Y desenvainando la espada los mató a todos con tan varonil ánimo como si fuera un Roldán o Cid, Ruy Díaz. No me acuerdo yo haber leído historia en que se refieran tan varoniles hazañas de mujeres como las hicieron algunas en este reino, según constará por el discurso de la nuestra, donde verá el lector haberse hallado algunas en Chile que sepueden comparar con aquella famosísima Alartesia y Lampeda, que ganaron por sus personas, antiguamente, la mayor parte de la Europa y algunas ciudades de Asia, y no con la certidumbre de las que hablamos, pues las historias que tratan de aquellas y otras semejantes mujeres belicosas, como Oritia, Minitia Harpálica, Pentesilea, Hípólita y Harpe, no son tan auténticas ni tienen tantos fundamentos de credulidad; y desta doña Inés Juárez y sus hechos y de las demás mujeres de que hago mención en esta historia, hay muchos testigos le vista muy fidedignos y de autoridad en mayores cosas que son hoy vivas y lo afirman todos unánimes en lo que atestiguan. Habiendo, pues, esta señora quitado las vidas a los caciques, dijo a los dos soldados que los guardaban que, pues no habían sido ellos para otro tanto, hiciesen siquiera otra cosa, que era sacar los cuerpos muertos a la plaza para que viéndolos así los demás indios cobrasen temor de los españoles. Eso se puso luego en ejecución, saliendo los dos soldados a pelear en la batalla, la cual duró gran parte del día, corriendo siempre sangre por las heridas que se recibían de ambos bandos. Y fué cosa de grande maravilla el ver que tan pocos españoles pudiesen resistir tanto tiempo a tan excesivo número de bárbaros de grandes fuerzas y determinación en la guerra, mayormente viéndolos ya posesionados de la ciudad, que estaba llena de ellos por todas partes, donde apenas se podía discernir cuál era el mayor número, el de los vivos o el de los muertos.

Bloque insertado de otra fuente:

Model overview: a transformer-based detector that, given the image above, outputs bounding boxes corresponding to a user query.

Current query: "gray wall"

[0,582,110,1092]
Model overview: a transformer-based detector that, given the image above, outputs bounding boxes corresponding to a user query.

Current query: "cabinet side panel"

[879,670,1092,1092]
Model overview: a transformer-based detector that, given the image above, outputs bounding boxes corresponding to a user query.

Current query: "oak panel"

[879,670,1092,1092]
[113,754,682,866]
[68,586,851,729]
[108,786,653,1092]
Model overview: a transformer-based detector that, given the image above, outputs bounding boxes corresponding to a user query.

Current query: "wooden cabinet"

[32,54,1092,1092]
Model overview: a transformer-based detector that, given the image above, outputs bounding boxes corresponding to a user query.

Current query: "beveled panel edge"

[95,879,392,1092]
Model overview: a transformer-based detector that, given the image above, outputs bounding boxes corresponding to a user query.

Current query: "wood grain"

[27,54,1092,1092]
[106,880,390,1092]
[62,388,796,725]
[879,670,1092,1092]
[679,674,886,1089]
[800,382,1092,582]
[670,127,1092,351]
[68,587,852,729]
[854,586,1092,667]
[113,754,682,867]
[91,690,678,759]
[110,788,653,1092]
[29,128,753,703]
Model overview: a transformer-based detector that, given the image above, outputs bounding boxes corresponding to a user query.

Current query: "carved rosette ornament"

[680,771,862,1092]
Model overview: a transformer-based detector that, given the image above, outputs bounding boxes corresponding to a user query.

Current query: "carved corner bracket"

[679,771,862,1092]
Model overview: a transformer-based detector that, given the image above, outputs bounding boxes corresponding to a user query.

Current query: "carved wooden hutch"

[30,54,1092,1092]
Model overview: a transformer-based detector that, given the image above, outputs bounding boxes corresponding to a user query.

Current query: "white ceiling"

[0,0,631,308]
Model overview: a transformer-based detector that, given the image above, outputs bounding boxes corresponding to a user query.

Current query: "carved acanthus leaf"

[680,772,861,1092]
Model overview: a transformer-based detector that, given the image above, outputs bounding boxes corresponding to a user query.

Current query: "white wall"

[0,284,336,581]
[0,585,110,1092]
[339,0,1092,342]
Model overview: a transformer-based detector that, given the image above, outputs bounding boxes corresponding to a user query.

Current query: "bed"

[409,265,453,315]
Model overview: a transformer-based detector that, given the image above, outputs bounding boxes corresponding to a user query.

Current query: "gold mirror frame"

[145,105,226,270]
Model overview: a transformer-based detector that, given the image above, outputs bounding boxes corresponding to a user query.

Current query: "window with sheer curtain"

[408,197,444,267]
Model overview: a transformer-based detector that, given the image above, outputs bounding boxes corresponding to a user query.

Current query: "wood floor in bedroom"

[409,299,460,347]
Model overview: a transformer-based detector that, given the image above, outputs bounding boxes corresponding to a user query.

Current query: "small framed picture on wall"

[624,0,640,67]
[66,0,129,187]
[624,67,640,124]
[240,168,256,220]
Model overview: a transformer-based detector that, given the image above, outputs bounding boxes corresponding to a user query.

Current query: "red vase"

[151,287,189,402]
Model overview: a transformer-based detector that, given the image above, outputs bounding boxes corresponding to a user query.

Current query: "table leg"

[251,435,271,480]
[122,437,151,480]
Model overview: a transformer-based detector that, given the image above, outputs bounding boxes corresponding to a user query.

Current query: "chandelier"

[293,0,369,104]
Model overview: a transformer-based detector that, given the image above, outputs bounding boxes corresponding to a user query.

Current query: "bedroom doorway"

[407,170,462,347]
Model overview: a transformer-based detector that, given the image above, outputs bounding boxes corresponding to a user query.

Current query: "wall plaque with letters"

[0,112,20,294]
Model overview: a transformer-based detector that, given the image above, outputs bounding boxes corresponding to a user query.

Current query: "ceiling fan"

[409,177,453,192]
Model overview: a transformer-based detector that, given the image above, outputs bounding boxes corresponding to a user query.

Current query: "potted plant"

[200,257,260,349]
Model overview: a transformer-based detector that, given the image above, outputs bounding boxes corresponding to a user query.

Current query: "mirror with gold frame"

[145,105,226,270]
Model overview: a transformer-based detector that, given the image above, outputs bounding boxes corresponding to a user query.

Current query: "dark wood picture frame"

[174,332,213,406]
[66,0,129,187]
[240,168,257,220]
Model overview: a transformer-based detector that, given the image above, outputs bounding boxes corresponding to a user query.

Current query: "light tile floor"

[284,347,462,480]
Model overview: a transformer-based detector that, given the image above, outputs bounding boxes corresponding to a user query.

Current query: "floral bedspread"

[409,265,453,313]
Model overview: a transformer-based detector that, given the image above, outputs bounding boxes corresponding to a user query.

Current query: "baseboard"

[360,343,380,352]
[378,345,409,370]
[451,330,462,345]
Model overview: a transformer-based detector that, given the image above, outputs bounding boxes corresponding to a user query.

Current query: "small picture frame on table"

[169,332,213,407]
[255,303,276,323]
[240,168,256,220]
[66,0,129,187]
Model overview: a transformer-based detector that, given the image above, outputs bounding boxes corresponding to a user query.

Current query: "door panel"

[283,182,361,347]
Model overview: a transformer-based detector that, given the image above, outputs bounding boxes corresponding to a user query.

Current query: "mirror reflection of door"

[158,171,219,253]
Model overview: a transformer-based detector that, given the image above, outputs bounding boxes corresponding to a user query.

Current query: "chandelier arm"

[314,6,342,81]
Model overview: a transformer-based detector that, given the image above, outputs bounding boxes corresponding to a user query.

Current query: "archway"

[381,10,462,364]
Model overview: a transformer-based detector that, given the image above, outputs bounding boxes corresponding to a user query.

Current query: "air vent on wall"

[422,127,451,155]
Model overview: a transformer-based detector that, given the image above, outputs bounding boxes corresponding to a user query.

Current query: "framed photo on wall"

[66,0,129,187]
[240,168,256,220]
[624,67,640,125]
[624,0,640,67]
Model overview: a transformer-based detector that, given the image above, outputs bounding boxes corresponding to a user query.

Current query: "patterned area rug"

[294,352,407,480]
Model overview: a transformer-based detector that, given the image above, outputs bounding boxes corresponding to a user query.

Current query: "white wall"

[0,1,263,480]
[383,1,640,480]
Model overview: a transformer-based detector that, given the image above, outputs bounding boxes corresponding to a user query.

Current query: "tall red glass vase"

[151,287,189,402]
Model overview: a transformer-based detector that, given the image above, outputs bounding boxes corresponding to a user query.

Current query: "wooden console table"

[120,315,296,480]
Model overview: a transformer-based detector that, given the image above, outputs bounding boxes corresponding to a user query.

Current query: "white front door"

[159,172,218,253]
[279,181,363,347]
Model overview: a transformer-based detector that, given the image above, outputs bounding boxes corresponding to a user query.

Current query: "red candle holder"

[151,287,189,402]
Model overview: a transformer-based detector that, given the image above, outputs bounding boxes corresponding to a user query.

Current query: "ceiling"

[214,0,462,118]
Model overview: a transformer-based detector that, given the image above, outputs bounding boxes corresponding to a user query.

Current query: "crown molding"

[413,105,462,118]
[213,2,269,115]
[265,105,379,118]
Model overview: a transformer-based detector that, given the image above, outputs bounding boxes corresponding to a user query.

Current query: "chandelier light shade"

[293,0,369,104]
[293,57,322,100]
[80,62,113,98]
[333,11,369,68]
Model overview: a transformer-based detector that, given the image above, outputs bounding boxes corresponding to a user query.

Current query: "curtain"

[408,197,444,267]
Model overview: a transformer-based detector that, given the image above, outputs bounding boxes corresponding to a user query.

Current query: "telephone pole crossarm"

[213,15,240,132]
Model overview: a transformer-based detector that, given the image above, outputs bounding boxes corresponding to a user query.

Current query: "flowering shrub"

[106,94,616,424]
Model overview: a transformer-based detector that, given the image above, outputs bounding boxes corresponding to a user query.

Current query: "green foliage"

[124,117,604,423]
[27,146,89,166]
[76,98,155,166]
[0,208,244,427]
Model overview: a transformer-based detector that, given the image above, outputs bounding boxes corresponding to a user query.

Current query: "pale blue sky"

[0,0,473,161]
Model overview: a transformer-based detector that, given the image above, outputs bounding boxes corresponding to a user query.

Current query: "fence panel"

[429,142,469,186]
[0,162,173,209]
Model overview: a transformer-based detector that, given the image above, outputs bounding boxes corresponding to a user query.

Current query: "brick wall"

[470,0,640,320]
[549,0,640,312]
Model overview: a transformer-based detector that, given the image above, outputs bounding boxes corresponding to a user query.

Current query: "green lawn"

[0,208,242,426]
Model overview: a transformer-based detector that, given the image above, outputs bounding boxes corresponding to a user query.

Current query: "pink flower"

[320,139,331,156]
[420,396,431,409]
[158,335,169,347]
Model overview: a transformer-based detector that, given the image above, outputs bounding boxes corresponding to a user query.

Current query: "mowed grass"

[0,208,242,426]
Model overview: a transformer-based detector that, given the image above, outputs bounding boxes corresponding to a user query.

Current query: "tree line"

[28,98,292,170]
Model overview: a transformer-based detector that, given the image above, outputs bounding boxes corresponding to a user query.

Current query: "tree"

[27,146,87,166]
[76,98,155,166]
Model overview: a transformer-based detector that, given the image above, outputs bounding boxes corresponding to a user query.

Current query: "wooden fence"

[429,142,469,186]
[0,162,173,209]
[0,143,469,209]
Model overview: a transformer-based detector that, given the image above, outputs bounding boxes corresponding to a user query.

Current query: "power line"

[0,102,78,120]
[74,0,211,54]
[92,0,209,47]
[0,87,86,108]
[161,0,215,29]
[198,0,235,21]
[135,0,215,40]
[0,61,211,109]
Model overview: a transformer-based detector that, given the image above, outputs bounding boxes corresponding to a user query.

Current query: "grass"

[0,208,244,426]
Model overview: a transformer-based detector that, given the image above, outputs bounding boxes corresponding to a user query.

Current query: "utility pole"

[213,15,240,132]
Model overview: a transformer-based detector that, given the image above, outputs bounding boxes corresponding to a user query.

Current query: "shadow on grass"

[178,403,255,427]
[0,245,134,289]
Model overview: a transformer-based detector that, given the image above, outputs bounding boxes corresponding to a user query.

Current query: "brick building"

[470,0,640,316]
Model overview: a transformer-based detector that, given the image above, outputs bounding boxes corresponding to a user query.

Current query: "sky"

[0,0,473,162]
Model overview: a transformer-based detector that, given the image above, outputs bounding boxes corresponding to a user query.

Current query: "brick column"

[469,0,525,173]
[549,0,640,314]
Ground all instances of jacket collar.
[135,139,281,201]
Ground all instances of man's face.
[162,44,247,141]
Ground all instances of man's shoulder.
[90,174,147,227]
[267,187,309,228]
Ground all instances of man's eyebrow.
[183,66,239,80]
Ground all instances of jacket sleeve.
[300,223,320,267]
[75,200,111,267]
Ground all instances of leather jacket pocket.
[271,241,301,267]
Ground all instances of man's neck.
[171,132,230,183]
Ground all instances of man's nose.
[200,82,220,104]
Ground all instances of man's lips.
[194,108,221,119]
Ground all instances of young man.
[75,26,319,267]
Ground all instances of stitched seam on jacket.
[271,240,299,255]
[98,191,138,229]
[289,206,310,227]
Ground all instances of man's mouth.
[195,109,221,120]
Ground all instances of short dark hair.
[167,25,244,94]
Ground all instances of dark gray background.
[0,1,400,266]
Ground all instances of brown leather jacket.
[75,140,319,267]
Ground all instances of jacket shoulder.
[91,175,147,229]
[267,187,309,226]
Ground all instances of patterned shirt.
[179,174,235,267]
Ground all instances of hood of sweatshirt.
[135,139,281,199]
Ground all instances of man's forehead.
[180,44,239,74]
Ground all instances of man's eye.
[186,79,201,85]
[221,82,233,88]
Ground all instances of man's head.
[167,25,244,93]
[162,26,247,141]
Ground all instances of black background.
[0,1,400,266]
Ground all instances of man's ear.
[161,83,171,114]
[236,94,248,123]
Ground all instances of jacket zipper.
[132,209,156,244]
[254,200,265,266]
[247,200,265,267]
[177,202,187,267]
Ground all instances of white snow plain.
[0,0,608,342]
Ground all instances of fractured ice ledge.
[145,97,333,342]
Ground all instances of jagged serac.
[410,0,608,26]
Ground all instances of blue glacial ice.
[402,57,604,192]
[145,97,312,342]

Viendo doña Inés Juárez que el negocio iba de rota batida y se iba declarando la victoria por los indios, echó sobre sus hombros una cota de malla y se puso juntamente una cuera de anta y desta manera salió a la plaza y se puso delante de todos los soldados animándolos con palabras de tanta ponderación, que eran más de un valeroso capitán hecho a las armas que de una mujer ejercitada en su almohadilla. Y juntamente les dijo que si alguno se sentía fatigado de las heridas acudiesea ella a ser curado por su mano, a lo cual concurrieron algunos, a los cuales curaba ella como mejor podía, casi siempre entre los pies de los caballos; y en acabando de curarlos, les persuadía y animaba a meterse de nuevo en la batalla para dar socorro a los demás queandaban en ella y ya casi desfallecían. Y sucedió que acabado de curar un caballero se halló tan desflaquecido del largo cansancio y mucha sangre derramada de sus venas que intentando subir en su caballo para volver a la batalla no pudo subir por falta de apoyo, lo cual suplió tan bastamente esta señora que poniéndose ella misma en el suelo le sirvió de apoyo para que subiese, cosa cierta que no poco apoya las excelentes hazañas desta mujer y la diuturnidad de su memoria.